Selon eux, ce qui a le mieux vieilli dans leurs sketches (ces derniers mois, ils se sont tapés de nombreuses sessions d’écoute pour compiler les 20 chansons et 43 sketches des albums), ce qui vieillit bien, donc, c’est la critique sociale. "Quand un texte a un point de vue éditorial sur la société, ça reste toujours aussi bon, dit Lepage. Ce qui vieillit le moins bien, ce sont les parodies directes d’émissions ou de situations très ciblées. Par exemple, une réaction de Jean Doré sur un dossier municipal de l’époque…"

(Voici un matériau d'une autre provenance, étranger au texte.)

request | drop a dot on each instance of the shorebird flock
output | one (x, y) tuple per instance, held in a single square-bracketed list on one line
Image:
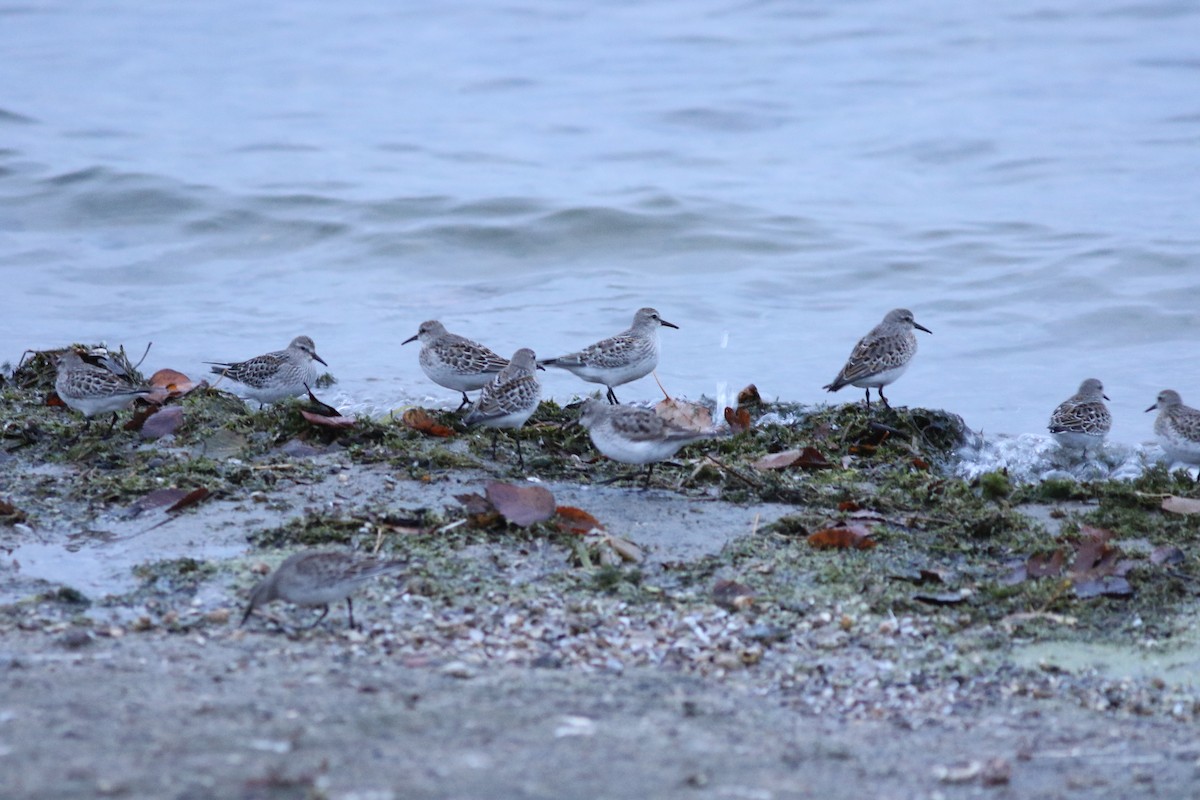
[(510, 390), (510, 394)]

"En passant de CIBL à CKOI, on n’a pas changé de ton, observe Lepage. On parodiait des animateurs de CKOI et le style de la station. Notre patron nous disait: "Vous mordez la main qui vous nourrit." Et on répondait: Oui! C’est à prendre ou à laisser. Si le prix à payer, c’est que plus personne ne nous engage, tant pis!"
"Une des choses qui me manquent le plus, ajoute Chantal Francke, c’est l’esprit d’équipe. La capacité qu’on avait à mettre de côté nos ego respectifs pour le bien d’un projet commun. Si un membre avait un certain numéro dans un spectacle qui marchait moins bien, il acceptait de le retirer sans rechigner. Car, pour nous tous, le produit final devait être le meilleur possible. Je n’ai jamais retrouvé un tel esprit ailleurs…"
"La gang a toujours été perçue comme un bloc indescriptible, raconte Jacques Primeau. Des gens les qualifiaient de Soviet Suprême! Si la position de groupe était prise, personne ne pouvait la faire changer en approchant un des membres. Du contenu à la production, en passant par la technique, RBO contrôlait de A à Z ce qu’il faisait. C’est difficile pour un artiste d’avoir à défendre ses idées seul. À six, c’est plus facile. Si un directeur de programme ne veut pas que le groupe fasse telle ou telle affaire, il est mieux d’avoir de bons arguments pour convaincre six têtes."
RBO ne montera pas sur scène pour fêter ses 20 ans. Ce n’est pas le désir qui manque, mais nos six têtes de cochon sont trop occupés avec leurs projets personnels pour trouver du temps afin de créer et répéter un spectacle ensemble. On se consolera en réécoutant et en revoyant du matériel ancien. En espérant aussi que, quelque part sur les campus du Québec, de jeunes étudiants capotés s’amusent à ridiculiser les icônes d’aujourd’hui et les clichés d’une société qui se prend de plus en plus au sérieux.
Car le Québec n’a pas remplacé ses Beatles de l’humour.